Building a better world for children

Building a better world for children

Pope Francis gathered 50,000 children from 100 countries to celebrate the historic first World Children’s Day in Rome’s Olympic Stadium on Saturday, May 25, and in St. Peter’s Square on Sunday, May 26.

It was the first and the greatest gathering of children since United Nation established the Universal Children’s Day in 1954; the first since the UN’s Declaration of the Rights of the Child in 1959; the first since the UN General Assembly adopted the Convention on the Rights of the Child in 1989.

Of course, it did not have anything to do with the UN’s initiatives per se. But it had so much to do with advocating, promoting and building a better world for children. It was only in December 2023 when Pope Francis contemplated on celebrating a World Children’s Day in order to get the world’s attention to the pitiful situation of about 2.3 billion of world’s children who are in the thick of poverty, conflict situations, forcible displacement and the worsening effects of environmental degradation.

Since he assumed the Petrine ministry in 2013, Pope Francis had been deeply concerned with the suffering of children worldwide. Addressing to about 30,000 young people at the University of Santo Tomas during his visit to the Philippines in January 2015, he was visibly touched with the question of a 12-year old Glyzelle Palomar, who tearfully recounted a tender life spent to forage for food from the garbage and to sleep on cardboards on the streets, who sobbed “Why did God let this happen to us?”

The Holy Father responded, “Dear young boys and girls, today’s world doesn’t know how to cry. The emarginated people, those left to one side, are crying. Those who are discarded are crying. But we don’t understand much about these people in need. Certain realities of life we only see through eyes cleansed by our tears. I invite each one here to ask yourself: have I learned how to weep? Have I learned how to weep for the emarginated or for a street child who has a drug problem or for an abused child? Unfortunately there are those who cry because they want something else.

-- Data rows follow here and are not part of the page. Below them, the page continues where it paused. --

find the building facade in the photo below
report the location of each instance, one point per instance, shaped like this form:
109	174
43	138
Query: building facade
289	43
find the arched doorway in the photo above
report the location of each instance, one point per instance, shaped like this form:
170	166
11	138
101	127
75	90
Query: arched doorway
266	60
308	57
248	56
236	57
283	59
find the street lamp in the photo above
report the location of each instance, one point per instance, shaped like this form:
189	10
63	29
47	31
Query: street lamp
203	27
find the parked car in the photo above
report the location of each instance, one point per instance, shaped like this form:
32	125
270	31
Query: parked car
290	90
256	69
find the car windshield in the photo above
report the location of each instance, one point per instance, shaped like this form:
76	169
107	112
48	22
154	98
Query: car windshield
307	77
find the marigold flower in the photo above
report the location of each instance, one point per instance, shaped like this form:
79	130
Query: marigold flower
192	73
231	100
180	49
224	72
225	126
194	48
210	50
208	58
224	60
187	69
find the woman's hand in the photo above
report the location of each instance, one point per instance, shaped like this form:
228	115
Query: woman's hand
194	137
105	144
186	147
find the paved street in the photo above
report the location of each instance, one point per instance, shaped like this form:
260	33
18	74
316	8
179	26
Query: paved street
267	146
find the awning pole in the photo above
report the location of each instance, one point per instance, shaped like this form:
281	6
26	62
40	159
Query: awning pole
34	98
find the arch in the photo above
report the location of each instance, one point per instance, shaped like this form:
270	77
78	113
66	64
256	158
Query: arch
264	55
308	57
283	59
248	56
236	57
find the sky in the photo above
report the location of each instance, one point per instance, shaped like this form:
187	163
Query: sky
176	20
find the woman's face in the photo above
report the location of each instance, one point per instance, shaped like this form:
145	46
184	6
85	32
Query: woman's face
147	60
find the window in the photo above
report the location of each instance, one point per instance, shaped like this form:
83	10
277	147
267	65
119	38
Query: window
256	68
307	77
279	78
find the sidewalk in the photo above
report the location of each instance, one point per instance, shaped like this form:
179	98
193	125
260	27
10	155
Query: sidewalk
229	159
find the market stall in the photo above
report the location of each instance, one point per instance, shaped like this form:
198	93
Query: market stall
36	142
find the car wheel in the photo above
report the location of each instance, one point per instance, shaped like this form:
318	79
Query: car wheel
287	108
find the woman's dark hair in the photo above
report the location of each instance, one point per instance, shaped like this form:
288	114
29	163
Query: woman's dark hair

This is the first thing I want to say: let us learn how to weep as she has shown us today and let us not forget this lesson. The great question of why so many children suffer, she did this in tears. The response that we can make today is: let us really learn how to weep.”

Of late, the Pope has become increasingly disturbed with the plight of children in war, such as the killing and wounding of so many children in the ongoing attack of Russia on Ukraine since October 7, 2023, and the deaths of more than 15,000 Palestinian children in the ongoing conflict in Gaza where more than 47 percent of the population is under the age of 18.

Addressing the children at Rome Olympic Stadium, the Holy Father said, “I know wars make you said, but I want to ask: are all of you truly saddened about wars? (Children responded) “Yes!”. Today I welcomed children who fled from Ukraine and they were in a lot of pain due to the conflict. Some of them were even wounded. Is war a good thing? (Children responded) “No!”. Is peace a beautiful thing? (Children responded) “Yes!”. It makes me happy to hear children say this. You are hurting because many of your peers cannot go to school. There are so many girls and boys who cannot go to school. These are realities that I carry in my heart, and I pray for them. We need to pray for children who cannot go to school, for children who suffer because of wars, for children who have no food, and for children who are sick but have no one to take care of them.”

The World Children’s Day is latest of the three new “World Days” Pope Francis has established—after the World Day for the Poor in 2017 and the World Day of Grandparents and the Elderly in 2021. All these are in pursuit of the exigency of building a future based on peace, hope and dialogue.